The criminal defamation trial of Harare mayor, Muchadeyi Masunda and eight councillors has again been moved to June 22 with the consent of both the state and defence teams.
The defence team also agreed with the state that the matter proceeds to trial even when the High Court has not responded to their application challenging the legality of the accused’s placement on remand.
The mayor and his team are on a $20 bail each.
Masunda and the eight councillors are being charged with criminal defamation following the exposure of improper land deals in The Standard newspaper whose source the state charges is a document that the council officials allegedly leaked to the newspaper.
The 54-page report named Local Government Minister Ignatius Chombo, flamboyant business magnate Philip Chiyangwa and other senior council officials as having illegally grabbed council land.
The case took a twist when Chiyangwa quickly reported the council probe team to the police after local and international media carried stories exposing the alleged unscrupulous deals.
Five journalists have been roped in the case after they were summoned to testify against the mayor.
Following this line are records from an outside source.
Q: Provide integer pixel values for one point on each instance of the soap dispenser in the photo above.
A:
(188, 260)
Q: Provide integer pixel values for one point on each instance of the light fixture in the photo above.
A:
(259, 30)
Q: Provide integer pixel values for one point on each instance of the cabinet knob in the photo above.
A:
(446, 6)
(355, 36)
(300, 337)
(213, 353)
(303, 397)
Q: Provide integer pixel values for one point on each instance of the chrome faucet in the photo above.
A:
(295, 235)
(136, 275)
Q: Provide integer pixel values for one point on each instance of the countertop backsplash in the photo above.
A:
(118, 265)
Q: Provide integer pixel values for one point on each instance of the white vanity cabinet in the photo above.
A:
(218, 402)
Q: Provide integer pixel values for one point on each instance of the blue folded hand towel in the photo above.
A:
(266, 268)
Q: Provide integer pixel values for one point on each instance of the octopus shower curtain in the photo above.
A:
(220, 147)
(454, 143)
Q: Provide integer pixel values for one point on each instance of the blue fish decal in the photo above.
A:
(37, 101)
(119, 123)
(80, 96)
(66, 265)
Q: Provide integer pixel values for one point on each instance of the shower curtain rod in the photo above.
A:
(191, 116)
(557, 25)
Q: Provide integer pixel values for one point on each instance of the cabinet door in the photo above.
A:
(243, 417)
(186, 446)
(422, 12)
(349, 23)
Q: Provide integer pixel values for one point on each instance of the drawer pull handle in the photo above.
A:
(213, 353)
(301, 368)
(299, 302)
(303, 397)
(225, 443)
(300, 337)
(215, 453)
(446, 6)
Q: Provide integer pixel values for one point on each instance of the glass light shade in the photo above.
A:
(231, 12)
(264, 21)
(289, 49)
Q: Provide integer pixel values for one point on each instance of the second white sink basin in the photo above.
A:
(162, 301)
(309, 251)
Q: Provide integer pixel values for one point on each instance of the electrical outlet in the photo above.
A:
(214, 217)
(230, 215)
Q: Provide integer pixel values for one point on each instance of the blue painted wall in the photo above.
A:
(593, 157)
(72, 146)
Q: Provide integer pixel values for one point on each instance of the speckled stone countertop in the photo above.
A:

Vincent Kahiya, the editor-in-chief of the Zimbabwe Independent Group of newspapers that publishes The Standard and Nevanji Madanhire, Editor of the Standard are, together with reporters Feluna Nleya, Jennifer Dube and freelance journalist Stanley Gama, expected in the dock in June.
Acting Mayor Charity Bango made a counter report to the police, asking them to investigate Chiyangwa and Chombo on the findings of the council probe team that found them guilty of massive land theft.
Up to now no investigations have commenced. A policeman tasked with investigating the case told NewsDay at the courthouse on Wednesday that police were finding it difficult to kick-start investigations because the council case appeared to be vague.
Detective Inspector Elliot Muchada said what made the issue more curious was the fact that although it is the mayor who appears to be the complainant, Mayor Masunda himself seemed detached from the case. Muchada said it appeared council wanted to push the case whenever Masunda was out of the country and growing cold feet upon his return.
The police officer also said the 54-page document provided as evidence by council was too broad and police need to have it trimmed and specific issues linking the accused persons brought to the fore.
The damning report compiled by the council team recommended that Chiyangwa and Chombo together with other implicated personnel be arrested and have the land confiscated.
The lackadaisical approach that the police were apparently treating the case has raised fears by the council and the MDC-T party that the report might be swept under the carpet.
Last month, Prime Minister Morgan Tsvangirai said he had taken the matter up with President Robert Mugabe – signalling how politically sensitive the case had become. The PM warned that heads would roll if anybody was found on the wrong side of the law.
But, given the apparent powerlessness that Tsvangirai has shown in the inclusive government, chances of him getting Chiyangwa (Mugabe’s nephew) and Chombo (Mugabe’s close confidante, friend and homeboy) nailed are very remote.